Per OpenAI's announcement, more than 5 million people use Codex each week, a figure the company says represents a 400% increase from earlier in 2026. Codex started as a tool for software developers and has expanded to "a wider range of people" doing complex work from an initial request through to a finished result. The acquisition brings Ona's customer-controlled execution model into that ecosystem.

The deal has not yet closed. OpenAI said it is subject to customary closing conditions, including required regulatory approvals. Financial terms were not disclosed. Until closing, the two companies remain separate and independent.

Why it matters

The problem Ona solves is concrete: Codex runs on the machine where a session starts, and when that machine sleeps or the session ends, the work stops. Ona's infrastructure removes that constraint. Agents can continue inside an organization's own cloud environment after a laptop closes, with the company retaining control over where agents run, what they can access, how credentials are scoped, and how activity is logged.

Per OpenAI, the ambition is to let people "delegate more ambitious work without remaining tied to the machine where it began" and to check in from any device rather than monitor a local process.

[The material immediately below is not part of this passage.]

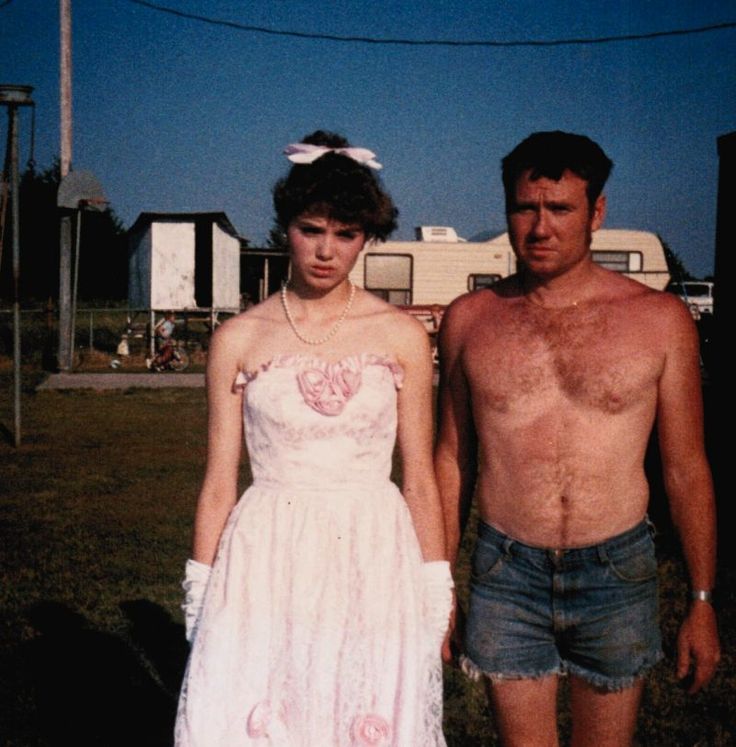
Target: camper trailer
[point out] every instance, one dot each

That positions Codex to compete more directly with platforms that already offer persistent agentic execution. Cursor, GitHub Copilot, and Devin all operate in this space. Ona's own website listed comparison pages for Cursor, Codex, GitHub Copilot, Devin, Claude Code, and Factory before the acquisition announcement. The Ona team will join OpenAI's Codex group after closing to build out enterprise-grade persistent execution.

Context

Ona reported that 2 million developers had worked in its cloud environments before the OpenAI deal. The startup counted BNY, GSR, Vanta, Pearson, and EquipmentShare among its customers. Johannes Landgraf framed the combination this way: "Agents need more than intelligence; they need a trusted workspace. We built Ona to give agents cloud environments with the context, control and collaboration enterprises require. Joining OpenAI lets us bring that foundation into Codex." That is the vendor's own framing, not an independent assessment.

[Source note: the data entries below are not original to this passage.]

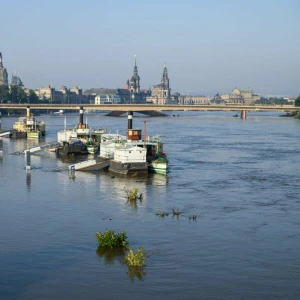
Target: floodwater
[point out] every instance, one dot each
(240, 177)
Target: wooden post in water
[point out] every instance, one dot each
(27, 155)
(243, 114)
(1, 148)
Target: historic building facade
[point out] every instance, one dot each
(237, 96)
(107, 99)
(3, 73)
(193, 100)
(133, 86)
(161, 93)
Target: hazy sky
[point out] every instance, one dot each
(209, 46)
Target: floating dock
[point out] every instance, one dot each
(91, 165)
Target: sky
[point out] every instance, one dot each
(209, 46)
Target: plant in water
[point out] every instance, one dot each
(132, 195)
(193, 217)
(176, 212)
(135, 259)
(112, 240)
(162, 214)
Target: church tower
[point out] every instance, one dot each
(135, 80)
(3, 73)
(165, 84)
(165, 79)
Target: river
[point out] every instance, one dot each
(240, 177)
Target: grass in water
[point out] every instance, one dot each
(162, 214)
(135, 259)
(176, 212)
(110, 239)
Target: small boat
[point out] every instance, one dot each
(92, 147)
(34, 134)
(158, 164)
(60, 112)
(29, 126)
(129, 159)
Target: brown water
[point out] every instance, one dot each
(240, 177)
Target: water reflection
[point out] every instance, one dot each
(136, 272)
(110, 255)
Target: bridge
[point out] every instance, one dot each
(152, 107)
(147, 107)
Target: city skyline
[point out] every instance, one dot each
(209, 46)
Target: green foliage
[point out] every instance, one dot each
(135, 259)
(111, 254)
(132, 196)
(162, 214)
(297, 101)
(112, 240)
(176, 212)
(193, 217)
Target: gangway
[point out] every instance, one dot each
(91, 165)
(4, 133)
(37, 148)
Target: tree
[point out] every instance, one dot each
(297, 101)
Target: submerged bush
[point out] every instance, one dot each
(132, 194)
(162, 214)
(135, 259)
(193, 217)
(176, 212)
(112, 240)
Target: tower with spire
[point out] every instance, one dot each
(135, 80)
(161, 93)
(3, 73)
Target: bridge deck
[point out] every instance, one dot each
(152, 107)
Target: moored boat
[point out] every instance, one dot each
(92, 147)
(129, 159)
(89, 139)
(155, 157)
(34, 134)
(29, 126)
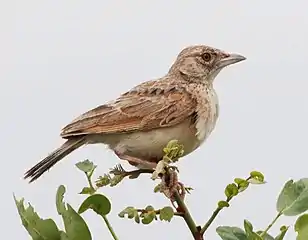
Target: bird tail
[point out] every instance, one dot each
(70, 145)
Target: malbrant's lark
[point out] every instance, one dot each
(181, 105)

Thibault Sottiaux, Core Products Lead at OpenAI, said the goal is to make Codex "easier to deploy securely across production workflows for customers operating at the highest standards of trust and scale." Again, vendor-attributed.

What to watch next

Three things are worth tracking. First, the regulatory review timeline for a US company acquiring what remains a German-incorporated entity. Second, when Ona-powered persistent execution ships to production Codex users, and which plan tiers get access. Third, how Cursor and GitHub Copilot respond: both have roadmaps that include persistent agent execution, and an OpenAI-owned cloud runtime changes the competitive math.